Hum… il faut que j’en parle à mon ignare de banquier pour qu’il augmente ma marge de crédit.

vendredi 4 octobre 2013

Charte des valeurs: subventionner les préjugés


La Presse, Débats, vendredi le 4 septembre 2013, p. A18. Disponible sur La Presse.ca et sur La Presse+.

Dans un sondage commandé par La Presse, une majorité de Québécois admettait faire de la discrimination envers ceux qui sont différents d’eux. C’est dans la nature humaine direz-vous. Certes, mais cette discrimination a un coût.
Le coût des préjugés
Vous êtes furieux : votre restaurant préféré vient d’embaucher une serveuse portant le voile. C’est décidé, vous n’y remettrez plus les pieds… quitte à payer plus cher pour manger québécois. C’est votre droit!
Sur le marché libre, chacun de nous peut assouvir ses préjugés. Les entrepreneurs sont libres d’offrir et les consommateurs sont libres d’acheter. Si le produit offert ne vous satisfait pas, vous pouvez voter par les jambes. Tant que vous serez disposé à payer, il y aura toujours un entrepreneur pour satisfaire vos préférences. 

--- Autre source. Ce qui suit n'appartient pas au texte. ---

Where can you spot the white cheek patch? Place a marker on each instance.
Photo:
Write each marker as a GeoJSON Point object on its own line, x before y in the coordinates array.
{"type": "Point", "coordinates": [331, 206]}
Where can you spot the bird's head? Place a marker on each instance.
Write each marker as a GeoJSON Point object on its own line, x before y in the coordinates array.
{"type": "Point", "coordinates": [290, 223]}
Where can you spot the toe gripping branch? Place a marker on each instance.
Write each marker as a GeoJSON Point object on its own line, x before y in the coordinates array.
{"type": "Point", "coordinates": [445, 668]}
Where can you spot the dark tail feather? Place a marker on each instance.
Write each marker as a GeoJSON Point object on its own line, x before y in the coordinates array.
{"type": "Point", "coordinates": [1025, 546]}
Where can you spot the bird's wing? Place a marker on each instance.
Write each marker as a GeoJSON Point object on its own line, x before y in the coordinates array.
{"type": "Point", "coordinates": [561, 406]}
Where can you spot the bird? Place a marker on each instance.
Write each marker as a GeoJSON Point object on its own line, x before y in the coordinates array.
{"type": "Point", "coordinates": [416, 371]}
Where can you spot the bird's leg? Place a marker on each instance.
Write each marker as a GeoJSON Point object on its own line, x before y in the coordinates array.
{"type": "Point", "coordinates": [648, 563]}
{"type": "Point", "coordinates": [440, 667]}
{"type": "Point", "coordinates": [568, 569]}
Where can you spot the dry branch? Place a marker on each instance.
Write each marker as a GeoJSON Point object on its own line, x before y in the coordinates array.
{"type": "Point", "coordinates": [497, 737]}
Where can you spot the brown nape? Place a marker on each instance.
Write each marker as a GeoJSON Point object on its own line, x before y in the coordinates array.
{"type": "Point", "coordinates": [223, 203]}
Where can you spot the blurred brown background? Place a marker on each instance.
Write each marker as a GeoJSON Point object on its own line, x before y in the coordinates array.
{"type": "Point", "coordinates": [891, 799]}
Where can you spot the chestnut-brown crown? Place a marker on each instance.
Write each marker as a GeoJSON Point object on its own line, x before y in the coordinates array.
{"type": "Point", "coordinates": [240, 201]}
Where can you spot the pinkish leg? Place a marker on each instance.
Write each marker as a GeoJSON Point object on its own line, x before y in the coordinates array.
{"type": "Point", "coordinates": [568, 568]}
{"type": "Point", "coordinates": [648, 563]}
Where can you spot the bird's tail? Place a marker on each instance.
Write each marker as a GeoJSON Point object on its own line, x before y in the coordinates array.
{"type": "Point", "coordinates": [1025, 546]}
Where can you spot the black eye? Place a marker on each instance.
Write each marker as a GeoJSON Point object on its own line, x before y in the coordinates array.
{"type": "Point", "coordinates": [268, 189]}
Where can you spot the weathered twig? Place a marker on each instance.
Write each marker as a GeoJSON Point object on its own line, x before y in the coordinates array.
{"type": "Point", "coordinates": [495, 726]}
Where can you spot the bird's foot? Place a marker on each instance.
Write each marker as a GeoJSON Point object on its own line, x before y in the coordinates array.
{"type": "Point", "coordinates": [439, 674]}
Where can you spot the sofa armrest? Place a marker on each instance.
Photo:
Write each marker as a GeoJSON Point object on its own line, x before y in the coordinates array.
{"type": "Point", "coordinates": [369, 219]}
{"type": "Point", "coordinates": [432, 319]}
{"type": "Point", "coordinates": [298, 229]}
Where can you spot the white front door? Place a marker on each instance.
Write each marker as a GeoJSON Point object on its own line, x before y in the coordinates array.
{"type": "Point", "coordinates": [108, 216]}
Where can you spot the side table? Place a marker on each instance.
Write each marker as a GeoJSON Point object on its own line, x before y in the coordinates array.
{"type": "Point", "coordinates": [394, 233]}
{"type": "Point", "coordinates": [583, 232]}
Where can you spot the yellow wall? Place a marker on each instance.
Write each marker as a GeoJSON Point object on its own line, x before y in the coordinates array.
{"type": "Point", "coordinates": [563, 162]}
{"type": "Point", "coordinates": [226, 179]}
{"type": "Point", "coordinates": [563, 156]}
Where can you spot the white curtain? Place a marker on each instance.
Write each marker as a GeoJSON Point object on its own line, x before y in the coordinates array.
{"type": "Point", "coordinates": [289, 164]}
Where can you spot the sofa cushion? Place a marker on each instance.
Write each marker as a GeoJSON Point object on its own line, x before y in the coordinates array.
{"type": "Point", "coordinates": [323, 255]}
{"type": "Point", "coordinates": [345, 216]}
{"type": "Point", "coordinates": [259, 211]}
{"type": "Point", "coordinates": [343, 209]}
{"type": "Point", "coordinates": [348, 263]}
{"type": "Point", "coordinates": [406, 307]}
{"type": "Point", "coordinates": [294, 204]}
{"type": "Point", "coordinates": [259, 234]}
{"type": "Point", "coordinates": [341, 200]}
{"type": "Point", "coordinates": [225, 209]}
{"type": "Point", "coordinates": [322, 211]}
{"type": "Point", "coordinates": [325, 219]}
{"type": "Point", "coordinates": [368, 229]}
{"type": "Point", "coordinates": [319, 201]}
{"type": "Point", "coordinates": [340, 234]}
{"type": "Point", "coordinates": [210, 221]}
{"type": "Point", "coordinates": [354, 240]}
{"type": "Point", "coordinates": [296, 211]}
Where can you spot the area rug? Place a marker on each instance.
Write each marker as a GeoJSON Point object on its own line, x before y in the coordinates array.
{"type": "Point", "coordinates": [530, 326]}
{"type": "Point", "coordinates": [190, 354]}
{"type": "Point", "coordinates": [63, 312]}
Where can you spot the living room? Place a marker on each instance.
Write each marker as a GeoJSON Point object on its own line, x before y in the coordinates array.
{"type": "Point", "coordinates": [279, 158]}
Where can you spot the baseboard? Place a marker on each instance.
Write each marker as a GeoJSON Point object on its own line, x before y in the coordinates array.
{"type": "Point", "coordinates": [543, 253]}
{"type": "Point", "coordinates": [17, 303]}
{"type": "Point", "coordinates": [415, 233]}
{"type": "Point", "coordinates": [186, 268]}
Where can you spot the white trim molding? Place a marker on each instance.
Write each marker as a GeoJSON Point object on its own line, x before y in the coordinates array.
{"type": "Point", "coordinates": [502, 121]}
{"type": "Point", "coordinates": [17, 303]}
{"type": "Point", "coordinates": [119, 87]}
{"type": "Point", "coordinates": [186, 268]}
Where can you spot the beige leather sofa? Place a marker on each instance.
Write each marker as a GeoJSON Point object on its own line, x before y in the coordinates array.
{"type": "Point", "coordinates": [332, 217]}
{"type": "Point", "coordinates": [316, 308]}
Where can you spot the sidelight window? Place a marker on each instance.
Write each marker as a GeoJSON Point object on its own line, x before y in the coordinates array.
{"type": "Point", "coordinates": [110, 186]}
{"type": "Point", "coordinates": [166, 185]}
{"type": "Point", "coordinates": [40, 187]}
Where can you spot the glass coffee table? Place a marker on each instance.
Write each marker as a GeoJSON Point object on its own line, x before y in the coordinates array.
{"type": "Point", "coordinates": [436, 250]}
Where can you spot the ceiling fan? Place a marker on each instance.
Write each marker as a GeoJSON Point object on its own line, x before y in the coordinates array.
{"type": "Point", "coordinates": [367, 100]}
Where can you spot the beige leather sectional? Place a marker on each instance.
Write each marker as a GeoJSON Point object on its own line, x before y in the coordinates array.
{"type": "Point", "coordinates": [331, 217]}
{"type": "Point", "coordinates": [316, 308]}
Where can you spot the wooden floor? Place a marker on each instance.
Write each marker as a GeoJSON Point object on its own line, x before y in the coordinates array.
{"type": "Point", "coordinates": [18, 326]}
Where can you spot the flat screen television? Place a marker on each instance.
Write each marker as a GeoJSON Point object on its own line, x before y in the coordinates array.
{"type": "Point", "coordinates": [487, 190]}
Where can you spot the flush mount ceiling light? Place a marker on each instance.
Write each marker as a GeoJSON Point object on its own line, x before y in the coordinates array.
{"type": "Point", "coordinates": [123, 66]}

Être libre, c’est assumer le coût de ses préjugés. Par exemple, la liberté de ne pas aimer les pratiques culturelles ou religieuses des immigrants n’est pas gratuite. Les individus et les entrepreneurs qui abusent de la discrimination envers les nouveaux arrivants prennent le risque de se priver d’amitiés, d’une clientèle supplémentaire ou d'une main-d'œuvre qualifiée. C’est pourquoi sur un marché libre, même si chacun de nous a la liberté de discriminer à sa guise, les abus discriminatoires sont peu fréquents.
Parce que discriminer est coûteux, tant pour les individus que pour les entreprises, la plupart des demandes d’accommodements se résolvent d’elles-mêmes. Parce que discriminer n’est pas gratuit, la majorité s’ajustera aux différences des autres plutôt que d’assumer le coût de ses préjugés.

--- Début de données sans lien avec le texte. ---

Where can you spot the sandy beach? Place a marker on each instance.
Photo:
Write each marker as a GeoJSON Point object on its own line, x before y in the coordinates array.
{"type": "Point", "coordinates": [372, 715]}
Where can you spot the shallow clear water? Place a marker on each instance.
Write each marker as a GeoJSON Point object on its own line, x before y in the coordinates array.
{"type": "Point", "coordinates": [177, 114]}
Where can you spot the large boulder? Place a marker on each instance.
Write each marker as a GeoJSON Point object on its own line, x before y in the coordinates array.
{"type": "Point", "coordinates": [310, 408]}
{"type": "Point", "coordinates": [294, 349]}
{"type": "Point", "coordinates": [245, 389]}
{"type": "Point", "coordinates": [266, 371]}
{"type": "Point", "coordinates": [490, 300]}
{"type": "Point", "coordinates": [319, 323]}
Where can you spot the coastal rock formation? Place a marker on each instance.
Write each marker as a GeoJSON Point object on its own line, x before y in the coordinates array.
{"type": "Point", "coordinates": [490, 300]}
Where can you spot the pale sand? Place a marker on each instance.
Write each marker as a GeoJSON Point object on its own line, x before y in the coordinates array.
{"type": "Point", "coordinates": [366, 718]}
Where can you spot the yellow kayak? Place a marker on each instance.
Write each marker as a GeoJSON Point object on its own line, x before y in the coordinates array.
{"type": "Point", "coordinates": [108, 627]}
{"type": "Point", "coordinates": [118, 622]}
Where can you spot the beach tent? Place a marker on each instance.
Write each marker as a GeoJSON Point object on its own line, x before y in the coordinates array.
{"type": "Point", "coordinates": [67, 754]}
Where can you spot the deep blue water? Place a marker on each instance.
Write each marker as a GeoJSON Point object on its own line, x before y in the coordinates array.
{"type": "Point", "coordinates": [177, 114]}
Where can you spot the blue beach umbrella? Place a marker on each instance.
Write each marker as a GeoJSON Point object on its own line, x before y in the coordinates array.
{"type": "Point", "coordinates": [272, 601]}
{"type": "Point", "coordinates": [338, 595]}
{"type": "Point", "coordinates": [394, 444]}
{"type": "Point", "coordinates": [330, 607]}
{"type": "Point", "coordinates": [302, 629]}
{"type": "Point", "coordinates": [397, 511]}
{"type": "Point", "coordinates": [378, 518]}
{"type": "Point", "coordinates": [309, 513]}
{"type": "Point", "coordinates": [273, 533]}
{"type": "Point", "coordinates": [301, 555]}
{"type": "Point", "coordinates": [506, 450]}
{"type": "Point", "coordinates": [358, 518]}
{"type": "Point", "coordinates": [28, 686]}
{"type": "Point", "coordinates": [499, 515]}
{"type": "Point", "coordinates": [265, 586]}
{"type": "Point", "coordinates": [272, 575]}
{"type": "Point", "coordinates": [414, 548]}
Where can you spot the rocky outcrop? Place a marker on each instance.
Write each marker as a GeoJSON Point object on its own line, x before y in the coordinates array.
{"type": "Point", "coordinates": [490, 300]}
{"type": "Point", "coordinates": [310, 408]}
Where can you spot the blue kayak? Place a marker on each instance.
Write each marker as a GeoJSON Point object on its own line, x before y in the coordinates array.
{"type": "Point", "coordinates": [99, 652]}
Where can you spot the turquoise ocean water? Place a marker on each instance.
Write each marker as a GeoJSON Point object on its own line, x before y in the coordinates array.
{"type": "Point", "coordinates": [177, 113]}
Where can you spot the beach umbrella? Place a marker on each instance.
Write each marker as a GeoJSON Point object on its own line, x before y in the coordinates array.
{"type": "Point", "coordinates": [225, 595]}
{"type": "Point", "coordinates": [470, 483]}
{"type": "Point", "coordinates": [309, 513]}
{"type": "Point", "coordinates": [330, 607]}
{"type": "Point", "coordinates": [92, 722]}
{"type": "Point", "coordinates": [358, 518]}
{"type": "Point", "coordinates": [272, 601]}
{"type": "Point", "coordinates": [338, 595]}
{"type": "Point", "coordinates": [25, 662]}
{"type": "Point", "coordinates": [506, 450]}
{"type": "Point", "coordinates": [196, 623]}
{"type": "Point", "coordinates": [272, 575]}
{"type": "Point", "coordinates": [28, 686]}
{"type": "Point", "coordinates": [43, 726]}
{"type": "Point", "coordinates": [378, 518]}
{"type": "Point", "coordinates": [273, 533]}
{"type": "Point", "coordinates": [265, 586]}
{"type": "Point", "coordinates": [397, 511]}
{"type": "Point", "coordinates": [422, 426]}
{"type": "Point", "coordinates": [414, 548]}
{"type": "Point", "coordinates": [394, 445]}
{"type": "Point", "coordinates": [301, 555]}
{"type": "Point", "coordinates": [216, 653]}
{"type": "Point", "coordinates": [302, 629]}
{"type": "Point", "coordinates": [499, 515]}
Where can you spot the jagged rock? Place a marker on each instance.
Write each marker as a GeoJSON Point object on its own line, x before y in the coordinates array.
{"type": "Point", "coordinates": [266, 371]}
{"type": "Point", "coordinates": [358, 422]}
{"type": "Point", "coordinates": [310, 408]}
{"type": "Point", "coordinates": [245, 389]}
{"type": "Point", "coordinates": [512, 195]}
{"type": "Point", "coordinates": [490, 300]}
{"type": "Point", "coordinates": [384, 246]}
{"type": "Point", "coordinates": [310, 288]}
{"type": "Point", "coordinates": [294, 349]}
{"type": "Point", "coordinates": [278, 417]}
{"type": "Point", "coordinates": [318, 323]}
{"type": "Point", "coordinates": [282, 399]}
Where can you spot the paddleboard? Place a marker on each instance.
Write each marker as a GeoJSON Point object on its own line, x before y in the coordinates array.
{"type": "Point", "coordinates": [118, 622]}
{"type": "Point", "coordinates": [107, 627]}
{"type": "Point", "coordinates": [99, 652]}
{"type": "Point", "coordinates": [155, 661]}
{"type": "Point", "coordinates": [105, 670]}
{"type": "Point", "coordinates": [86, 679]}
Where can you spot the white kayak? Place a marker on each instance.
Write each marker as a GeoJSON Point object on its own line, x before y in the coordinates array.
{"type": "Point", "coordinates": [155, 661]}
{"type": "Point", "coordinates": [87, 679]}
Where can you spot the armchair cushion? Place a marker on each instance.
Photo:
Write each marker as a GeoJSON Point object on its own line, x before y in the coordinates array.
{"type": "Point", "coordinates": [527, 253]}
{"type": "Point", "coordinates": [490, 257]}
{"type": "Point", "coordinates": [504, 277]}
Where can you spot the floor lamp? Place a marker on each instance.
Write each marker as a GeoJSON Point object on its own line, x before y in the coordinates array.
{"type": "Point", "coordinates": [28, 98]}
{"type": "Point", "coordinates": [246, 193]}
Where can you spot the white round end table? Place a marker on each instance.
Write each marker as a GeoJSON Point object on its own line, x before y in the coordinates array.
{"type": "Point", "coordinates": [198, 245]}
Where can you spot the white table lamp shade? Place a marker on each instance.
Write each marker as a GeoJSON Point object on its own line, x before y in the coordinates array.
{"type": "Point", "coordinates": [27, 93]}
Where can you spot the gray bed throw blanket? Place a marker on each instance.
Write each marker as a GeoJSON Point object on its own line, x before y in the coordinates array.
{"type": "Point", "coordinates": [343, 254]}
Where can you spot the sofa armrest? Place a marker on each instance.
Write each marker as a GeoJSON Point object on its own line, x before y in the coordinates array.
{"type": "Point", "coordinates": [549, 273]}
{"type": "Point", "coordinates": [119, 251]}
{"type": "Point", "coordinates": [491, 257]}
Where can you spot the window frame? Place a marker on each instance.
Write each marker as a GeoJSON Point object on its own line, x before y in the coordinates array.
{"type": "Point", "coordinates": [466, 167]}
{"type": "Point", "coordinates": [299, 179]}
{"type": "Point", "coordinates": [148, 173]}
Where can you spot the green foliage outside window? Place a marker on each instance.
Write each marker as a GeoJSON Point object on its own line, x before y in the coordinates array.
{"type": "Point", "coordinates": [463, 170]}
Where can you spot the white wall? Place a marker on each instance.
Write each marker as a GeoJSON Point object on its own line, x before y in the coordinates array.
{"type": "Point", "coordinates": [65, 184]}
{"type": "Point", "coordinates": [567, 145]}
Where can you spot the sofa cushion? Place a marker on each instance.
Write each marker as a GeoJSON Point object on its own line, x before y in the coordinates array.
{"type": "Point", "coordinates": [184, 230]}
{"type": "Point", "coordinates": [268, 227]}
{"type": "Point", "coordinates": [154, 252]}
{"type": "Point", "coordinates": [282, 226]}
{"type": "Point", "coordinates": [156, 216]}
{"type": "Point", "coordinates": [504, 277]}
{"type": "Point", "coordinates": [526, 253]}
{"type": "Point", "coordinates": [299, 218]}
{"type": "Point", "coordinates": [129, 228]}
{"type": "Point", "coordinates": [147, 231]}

Subventionner les préjugés
Malheureusement, les choses se gâtent quand, pour des raisons électoralistes, les politiciens cherchent à imposer des règles et des interdits sociaux qui permettent à certains groupes d’individus de transférer le coût de leurs préjugés aux autres.
Brader les libertés religieuses des immigrants pour subventionner les préjugés d’un électorat n’est sûrement pas socialement désirable. Comme on a pu le voir à la suite du dépôt de sa charte des valeurs, en privilégiant une frange de l’électorat au détriment d’une autre, le gouvernement du Québec n’a réussi qu’à attiser les rivalités entre citoyens qui, jusqu’ici, s’arrangeaient très bien entre eux.

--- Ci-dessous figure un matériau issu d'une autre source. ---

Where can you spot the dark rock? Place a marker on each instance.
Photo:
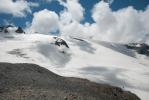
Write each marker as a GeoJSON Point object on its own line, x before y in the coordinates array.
{"type": "Point", "coordinates": [32, 82]}
{"type": "Point", "coordinates": [60, 42]}
{"type": "Point", "coordinates": [140, 48]}
{"type": "Point", "coordinates": [20, 30]}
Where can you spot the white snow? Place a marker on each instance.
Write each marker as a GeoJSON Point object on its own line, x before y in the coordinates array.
{"type": "Point", "coordinates": [100, 62]}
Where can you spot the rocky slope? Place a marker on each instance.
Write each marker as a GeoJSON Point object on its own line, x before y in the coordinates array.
{"type": "Point", "coordinates": [32, 82]}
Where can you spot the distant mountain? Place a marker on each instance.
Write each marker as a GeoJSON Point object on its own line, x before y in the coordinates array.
{"type": "Point", "coordinates": [99, 61]}
{"type": "Point", "coordinates": [140, 48]}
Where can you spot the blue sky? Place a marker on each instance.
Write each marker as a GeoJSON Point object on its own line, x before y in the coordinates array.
{"type": "Point", "coordinates": [55, 6]}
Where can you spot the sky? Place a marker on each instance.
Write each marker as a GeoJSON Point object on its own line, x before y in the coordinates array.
{"type": "Point", "coordinates": [108, 20]}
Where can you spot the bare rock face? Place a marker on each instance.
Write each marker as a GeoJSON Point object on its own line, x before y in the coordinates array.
{"type": "Point", "coordinates": [32, 82]}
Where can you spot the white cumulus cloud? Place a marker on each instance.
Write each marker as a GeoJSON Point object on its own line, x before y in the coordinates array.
{"type": "Point", "coordinates": [17, 8]}
{"type": "Point", "coordinates": [73, 8]}
{"type": "Point", "coordinates": [44, 22]}
{"type": "Point", "coordinates": [125, 25]}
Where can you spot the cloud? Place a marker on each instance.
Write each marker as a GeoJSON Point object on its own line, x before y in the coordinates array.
{"type": "Point", "coordinates": [44, 21]}
{"type": "Point", "coordinates": [125, 25]}
{"type": "Point", "coordinates": [17, 8]}
{"type": "Point", "coordinates": [73, 8]}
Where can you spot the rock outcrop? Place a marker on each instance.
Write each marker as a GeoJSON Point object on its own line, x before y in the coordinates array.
{"type": "Point", "coordinates": [32, 82]}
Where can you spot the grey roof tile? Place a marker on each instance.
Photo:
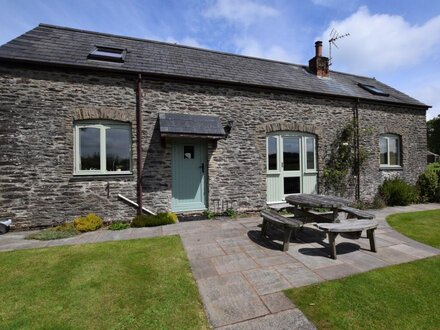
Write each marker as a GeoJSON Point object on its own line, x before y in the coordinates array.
{"type": "Point", "coordinates": [65, 46]}
{"type": "Point", "coordinates": [190, 124]}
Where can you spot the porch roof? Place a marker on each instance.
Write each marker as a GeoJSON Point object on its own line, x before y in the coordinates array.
{"type": "Point", "coordinates": [188, 125]}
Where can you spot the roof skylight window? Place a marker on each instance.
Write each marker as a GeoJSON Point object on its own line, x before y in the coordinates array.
{"type": "Point", "coordinates": [107, 54]}
{"type": "Point", "coordinates": [373, 90]}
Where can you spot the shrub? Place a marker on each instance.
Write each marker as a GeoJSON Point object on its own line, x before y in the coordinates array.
{"type": "Point", "coordinates": [62, 231]}
{"type": "Point", "coordinates": [154, 220]}
{"type": "Point", "coordinates": [90, 222]}
{"type": "Point", "coordinates": [395, 191]}
{"type": "Point", "coordinates": [119, 225]}
{"type": "Point", "coordinates": [428, 185]}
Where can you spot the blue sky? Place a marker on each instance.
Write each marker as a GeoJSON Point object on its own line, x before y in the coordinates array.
{"type": "Point", "coordinates": [398, 42]}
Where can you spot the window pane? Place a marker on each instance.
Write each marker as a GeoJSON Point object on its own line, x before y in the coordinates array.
{"type": "Point", "coordinates": [292, 185]}
{"type": "Point", "coordinates": [394, 147]}
{"type": "Point", "coordinates": [272, 153]}
{"type": "Point", "coordinates": [188, 152]}
{"type": "Point", "coordinates": [383, 151]}
{"type": "Point", "coordinates": [118, 148]}
{"type": "Point", "coordinates": [310, 153]}
{"type": "Point", "coordinates": [291, 153]}
{"type": "Point", "coordinates": [89, 147]}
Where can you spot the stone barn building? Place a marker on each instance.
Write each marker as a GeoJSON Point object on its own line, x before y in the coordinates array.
{"type": "Point", "coordinates": [87, 117]}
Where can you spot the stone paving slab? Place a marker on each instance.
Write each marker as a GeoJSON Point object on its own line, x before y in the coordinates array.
{"type": "Point", "coordinates": [298, 274]}
{"type": "Point", "coordinates": [233, 263]}
{"type": "Point", "coordinates": [266, 280]}
{"type": "Point", "coordinates": [291, 319]}
{"type": "Point", "coordinates": [230, 299]}
{"type": "Point", "coordinates": [277, 302]}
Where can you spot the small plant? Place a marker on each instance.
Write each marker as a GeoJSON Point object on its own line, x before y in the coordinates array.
{"type": "Point", "coordinates": [428, 186]}
{"type": "Point", "coordinates": [154, 220]}
{"type": "Point", "coordinates": [209, 214]}
{"type": "Point", "coordinates": [119, 225]}
{"type": "Point", "coordinates": [90, 222]}
{"type": "Point", "coordinates": [230, 213]}
{"type": "Point", "coordinates": [395, 191]}
{"type": "Point", "coordinates": [65, 230]}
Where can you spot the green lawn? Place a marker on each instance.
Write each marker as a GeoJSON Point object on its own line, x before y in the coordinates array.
{"type": "Point", "coordinates": [398, 297]}
{"type": "Point", "coordinates": [420, 226]}
{"type": "Point", "coordinates": [136, 284]}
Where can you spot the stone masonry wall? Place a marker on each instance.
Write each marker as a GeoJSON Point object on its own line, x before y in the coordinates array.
{"type": "Point", "coordinates": [38, 109]}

Il est d’ailleurs paradoxal qu’un État soi-disant progressiste s’arroge le droit de dicter sa morale identitaire à ceux-là mêmes qui sont chargés de livrer des services qui ont été étatisés sous le prétexte d’une égalité pour tous.
Contrairement au marché concurrentiel, qui discrimine pour satisfaire les préférences de tous un chacun, les monopoles publics ne peuvent discriminer sans faire des gagnants et des perdants. Or, si l’État tenait vraiment à s’ajuster aux préférences de tous les citoyens du Québec, il n’aurait qu’à privatiser les services qu’il a jadis monopolisés au nom du bien public. Une multitude d’entrepreneurs en concurrence sauront accommoder le plus grand nombre, et ce, sans que les minorités aient à supporter le coût des préjugés de la majorité.
Le rôle de notre gouvernement n'est pas d'attiser les rivalités ou d'instaurer une course aux privilèges. Aussi, la seule voie acceptable qui lui reste pour minimiser les tensions sociales engendrées par le dépôt de sa charte, c’est de renoncer à nationaliser les sentiments et à subventionner les préjugés. Sinon, on risque le conflit social permanent!